林蝉先是茫然地怔忡,顺着他的示意来回看几眼之后,反应过来他的意思,她的脸唰一下,涨得通红:“你、你、你当初通过监控见到我脱衣服了?”
周时寂也是方才因为她的回忆而勾起往事,提醒她的目的便在于与她坦白这件事:“见到你脱衣服的动作就关了视频,没具体看到什么。”

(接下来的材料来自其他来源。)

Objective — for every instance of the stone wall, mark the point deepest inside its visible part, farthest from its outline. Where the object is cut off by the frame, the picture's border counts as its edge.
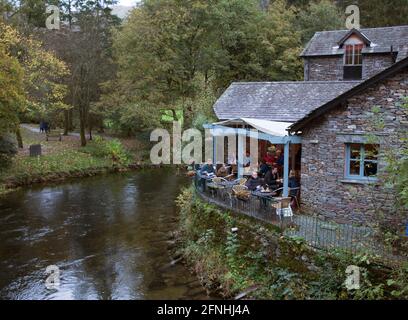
(375, 63)
(324, 189)
(330, 68)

林蝉自然相信他的人品,他说没有就是没有。虽然现在他们是男女朋友,但毕竟当年他之于她还是个陌生男人。
不过下一秒,林蝉的心又提起,紧张地问:“监控记录传送到哪里的?只有你能看到吗?”
周时寂安抚地揉揉她的后脑勺:“书房里我的电脑。其他人看不见。视频我也第一时间删除了。”
林蝉仍心有余悸:“还好,还好遇到的人是你。”
要是换作其他不如周时寂正直的人,指不定她换衣服的视频会如何。
见状,周时寂心思沉凝,考虑到以后她肯定频繁进出他的卧室,决定把摄像头暂时拆除。
吹风机的机械运转声嗡嗡,动静远不如她房间里的吹风机噪声大,完全不妨碍他们正常交谈。
还能明显感觉到他这里的吹风机将她的头发吹得更柔顺丝滑。
林蝉正欣赏着镜子里映照出的周时寂帮她吹头发的细致又温柔的模样,冷不防听周时寂问她站着累不累。
累的话,她可以坐到沙发椅上。
“……坐沙发椅上就没镜子可以让我看着你了。”
她老老实实讲出直白的理由,令周时寂失笑。